Na série, o ato de fazer piada de si mesmo não tem uma conotação pejorativa, desrespeitosa ou apelativa. Na realidade, revela uma certa maturidade e até capacidade de aceitação. Quem o faz com sabedoria demonstra autoconhecimento e mais flexibilidade para encarar as dificuldades cotidianas, principalmente se tratando de relações sociais, sejam casuais ou não.
Até uma desconfortável dor nas costas entra para o script de uma cena em que a realidade flerta com o seu potencial inventivo. A situação faz rir porque explora uma perspectiva fantasiosa de um diálogo entre médico e paciente. Na ocasião, o comediante busca amenizar o seu problema. Em vez de apresentar uma solução plausível, o médico diz que o jeito é Louie começar a se locomover na horizontal, já que o homem não foi feito para andar em pé. Cenas como essa fazem parte de uma proposta de humor surreal, baseado na imprevisibilidade. A intenção é subverter as expectativas do público.
Outro exemplo pode ser visto nos minutos iniciais de Back, o primeiro episódio da quarta temporada, iniciada no dia 5 de maio, em que garis passam em frente ao prédio do comediante recolhendo o lixo. Louie não consegue dormir com o barulho. Para piorar, o nível de desconforto sofre uma gradação acelerada. Assim o autor e protagonista explora uma situação de identificação. Ou seja, qualquer espectador já deve ter vivido um momento em que queria dormir, mas o barulho nas imediações era tão incômodo que se tornava cada vez mais extenuante com o passar do tempo.
Louie usa o humor surreal como intensificador. Logo os lixeiros começam a arremessar as latas de lixo e também a batê-las no chão. Quando o espectador pensa que aquele é o ápice da cena, ele é surpreendido de novo. Dessa vez, com a imagem dos garis chutando a janela do comediante, que não fica nos andares mais baixos do edifício, recolhendo objetos do seu quarto, batendo lata e pulando em sua cama. A ideia é materializar a sensação de perturbação através do surrealismo. Afinal, quem nunca pensou em algo como: “Putz, que barulheira! Parece até que estão aqui no quarto comigo!”

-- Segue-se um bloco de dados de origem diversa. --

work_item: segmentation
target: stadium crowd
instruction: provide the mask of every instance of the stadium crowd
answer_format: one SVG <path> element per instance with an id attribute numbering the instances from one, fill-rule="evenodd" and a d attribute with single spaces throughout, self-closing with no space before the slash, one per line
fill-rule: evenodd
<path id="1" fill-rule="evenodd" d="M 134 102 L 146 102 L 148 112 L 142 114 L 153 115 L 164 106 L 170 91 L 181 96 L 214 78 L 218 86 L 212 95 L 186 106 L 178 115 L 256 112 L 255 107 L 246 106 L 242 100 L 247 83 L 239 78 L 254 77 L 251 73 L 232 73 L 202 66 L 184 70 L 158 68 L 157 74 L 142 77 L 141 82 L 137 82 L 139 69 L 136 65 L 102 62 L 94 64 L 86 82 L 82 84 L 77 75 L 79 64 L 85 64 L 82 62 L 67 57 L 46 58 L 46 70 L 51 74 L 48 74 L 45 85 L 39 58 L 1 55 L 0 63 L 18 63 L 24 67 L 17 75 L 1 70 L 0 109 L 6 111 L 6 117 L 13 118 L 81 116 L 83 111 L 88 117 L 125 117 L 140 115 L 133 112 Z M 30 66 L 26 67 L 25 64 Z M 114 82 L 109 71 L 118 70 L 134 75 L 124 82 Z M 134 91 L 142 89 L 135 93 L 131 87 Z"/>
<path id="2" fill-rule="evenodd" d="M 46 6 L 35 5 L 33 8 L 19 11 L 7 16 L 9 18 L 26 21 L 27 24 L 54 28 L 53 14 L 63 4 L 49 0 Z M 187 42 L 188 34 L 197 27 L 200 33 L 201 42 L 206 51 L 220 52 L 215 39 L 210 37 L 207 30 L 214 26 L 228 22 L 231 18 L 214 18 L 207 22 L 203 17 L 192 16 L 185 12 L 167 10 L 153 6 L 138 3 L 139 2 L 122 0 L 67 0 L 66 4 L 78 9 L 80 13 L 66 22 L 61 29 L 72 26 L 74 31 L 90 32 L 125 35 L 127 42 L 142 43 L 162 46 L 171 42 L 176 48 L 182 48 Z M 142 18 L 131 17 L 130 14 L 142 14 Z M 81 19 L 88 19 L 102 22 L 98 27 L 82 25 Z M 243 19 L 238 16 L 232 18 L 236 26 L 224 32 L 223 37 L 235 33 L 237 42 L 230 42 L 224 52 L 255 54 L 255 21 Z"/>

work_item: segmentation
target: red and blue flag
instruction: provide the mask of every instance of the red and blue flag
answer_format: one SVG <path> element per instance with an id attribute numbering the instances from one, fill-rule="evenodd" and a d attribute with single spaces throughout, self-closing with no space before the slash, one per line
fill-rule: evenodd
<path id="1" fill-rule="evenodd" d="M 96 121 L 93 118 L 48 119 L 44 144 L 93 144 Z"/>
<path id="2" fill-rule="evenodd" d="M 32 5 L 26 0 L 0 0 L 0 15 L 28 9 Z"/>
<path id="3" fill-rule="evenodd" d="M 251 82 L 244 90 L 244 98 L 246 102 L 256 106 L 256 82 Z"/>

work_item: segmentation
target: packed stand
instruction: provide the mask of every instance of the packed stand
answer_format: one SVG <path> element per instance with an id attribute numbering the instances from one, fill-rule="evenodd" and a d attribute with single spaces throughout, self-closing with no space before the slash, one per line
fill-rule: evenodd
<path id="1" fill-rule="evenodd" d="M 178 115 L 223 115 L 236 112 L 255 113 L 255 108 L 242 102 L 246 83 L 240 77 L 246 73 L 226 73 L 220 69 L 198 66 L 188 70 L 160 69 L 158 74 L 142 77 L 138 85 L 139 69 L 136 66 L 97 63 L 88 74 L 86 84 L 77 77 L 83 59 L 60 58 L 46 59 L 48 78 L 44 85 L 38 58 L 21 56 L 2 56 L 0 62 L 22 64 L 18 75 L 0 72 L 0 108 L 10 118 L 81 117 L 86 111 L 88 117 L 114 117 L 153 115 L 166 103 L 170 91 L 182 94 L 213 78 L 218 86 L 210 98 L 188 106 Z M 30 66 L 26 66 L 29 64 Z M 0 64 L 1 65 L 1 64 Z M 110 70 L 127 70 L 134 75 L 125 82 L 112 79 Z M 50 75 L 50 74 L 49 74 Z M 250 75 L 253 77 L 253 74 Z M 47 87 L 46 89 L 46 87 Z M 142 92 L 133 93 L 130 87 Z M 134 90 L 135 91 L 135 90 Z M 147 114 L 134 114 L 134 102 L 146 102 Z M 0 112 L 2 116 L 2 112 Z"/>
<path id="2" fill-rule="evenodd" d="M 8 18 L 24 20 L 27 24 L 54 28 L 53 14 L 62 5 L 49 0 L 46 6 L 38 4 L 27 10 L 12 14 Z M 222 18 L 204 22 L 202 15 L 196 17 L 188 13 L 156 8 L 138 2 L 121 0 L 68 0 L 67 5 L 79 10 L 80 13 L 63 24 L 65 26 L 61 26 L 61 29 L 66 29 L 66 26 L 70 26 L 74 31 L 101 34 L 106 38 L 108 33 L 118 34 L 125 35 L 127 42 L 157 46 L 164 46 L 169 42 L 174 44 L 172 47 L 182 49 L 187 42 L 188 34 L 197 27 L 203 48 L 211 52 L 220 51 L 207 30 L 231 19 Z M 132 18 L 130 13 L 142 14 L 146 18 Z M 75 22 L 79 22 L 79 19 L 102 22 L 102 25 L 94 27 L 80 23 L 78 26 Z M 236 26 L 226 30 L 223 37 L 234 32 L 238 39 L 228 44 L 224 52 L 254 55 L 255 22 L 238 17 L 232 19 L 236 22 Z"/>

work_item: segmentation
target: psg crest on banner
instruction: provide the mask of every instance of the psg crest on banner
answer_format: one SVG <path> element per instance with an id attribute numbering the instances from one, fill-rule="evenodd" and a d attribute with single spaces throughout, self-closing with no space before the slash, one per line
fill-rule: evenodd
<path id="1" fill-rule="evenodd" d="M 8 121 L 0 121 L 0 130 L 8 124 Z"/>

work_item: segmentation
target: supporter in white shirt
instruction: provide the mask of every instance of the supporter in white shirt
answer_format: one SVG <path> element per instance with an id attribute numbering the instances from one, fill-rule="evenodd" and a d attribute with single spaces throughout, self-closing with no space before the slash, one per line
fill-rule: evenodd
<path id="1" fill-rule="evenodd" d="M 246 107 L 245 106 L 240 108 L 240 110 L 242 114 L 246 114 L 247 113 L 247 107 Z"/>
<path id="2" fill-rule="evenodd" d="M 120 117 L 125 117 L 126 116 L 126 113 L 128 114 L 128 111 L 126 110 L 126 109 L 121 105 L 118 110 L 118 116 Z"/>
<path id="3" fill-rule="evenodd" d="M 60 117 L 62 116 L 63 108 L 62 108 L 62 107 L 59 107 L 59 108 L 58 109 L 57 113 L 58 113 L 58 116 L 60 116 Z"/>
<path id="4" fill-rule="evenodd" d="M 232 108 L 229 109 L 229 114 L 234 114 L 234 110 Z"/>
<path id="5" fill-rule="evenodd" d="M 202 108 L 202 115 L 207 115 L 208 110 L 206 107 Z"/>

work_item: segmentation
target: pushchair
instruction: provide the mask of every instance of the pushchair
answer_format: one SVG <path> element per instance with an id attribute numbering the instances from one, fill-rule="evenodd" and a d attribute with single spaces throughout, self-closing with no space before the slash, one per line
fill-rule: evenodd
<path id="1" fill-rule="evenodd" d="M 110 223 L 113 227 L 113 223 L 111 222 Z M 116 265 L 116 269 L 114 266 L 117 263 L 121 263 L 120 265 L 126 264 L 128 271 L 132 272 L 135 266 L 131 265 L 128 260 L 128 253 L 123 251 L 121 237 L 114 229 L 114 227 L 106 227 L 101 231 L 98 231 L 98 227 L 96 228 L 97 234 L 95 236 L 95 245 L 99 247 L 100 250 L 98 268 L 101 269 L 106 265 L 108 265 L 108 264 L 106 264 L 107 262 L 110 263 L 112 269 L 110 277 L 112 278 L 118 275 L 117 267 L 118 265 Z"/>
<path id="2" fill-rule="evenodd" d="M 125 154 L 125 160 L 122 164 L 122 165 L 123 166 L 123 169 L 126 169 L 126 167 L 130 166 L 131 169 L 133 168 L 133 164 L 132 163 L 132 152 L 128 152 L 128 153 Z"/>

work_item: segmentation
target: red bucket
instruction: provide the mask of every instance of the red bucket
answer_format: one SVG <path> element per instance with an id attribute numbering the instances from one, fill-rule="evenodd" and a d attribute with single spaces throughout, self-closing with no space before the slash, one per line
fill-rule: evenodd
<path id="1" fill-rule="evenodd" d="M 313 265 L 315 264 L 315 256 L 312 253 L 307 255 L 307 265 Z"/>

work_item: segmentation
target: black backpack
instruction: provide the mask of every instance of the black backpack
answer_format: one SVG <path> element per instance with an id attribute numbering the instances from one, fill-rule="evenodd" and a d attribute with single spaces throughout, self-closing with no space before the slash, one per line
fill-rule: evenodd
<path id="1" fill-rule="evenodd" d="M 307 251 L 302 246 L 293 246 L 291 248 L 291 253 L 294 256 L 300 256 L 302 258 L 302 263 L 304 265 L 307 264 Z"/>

A graça está no fato de que Louie C.K. não se coloca numa posição de comediante de aceitação universal, o que deixa tudo mais engraçado. No episódio Model, da quarta temporada, ele é convidado por Jerry Seinfeld, que também aparece na terceira temporada, para fazer uma breve apresentação em um evento beneficente. Em vez de tentar agradar a um público formado por multimilionários, ele faz piada deles, arrancando risos apenas de uma mulher da plateia. Surge uma situação tão desconfortável quanto cômica.
Louie é tão leve quanto denso, reflexo da sua formação heterogênea como um comediante que além de voyeurista por natureza não esconde suas influências que incluem George Carlin, Richard Pryor, Bill Cosby, Steve Martin, Robert Downey e Jerry Seinfeld. Como a maior riqueza do programa são os diálogos, fica impossível não notar as referências a Woody Allen, o que também se estende à qualidade estética minimalista e trilha sonora, já que tanto o cineasta quanto o comediante partilham do mesmo amor pelo jazz, um recurso que reforça o simbolismo nova-iorquino.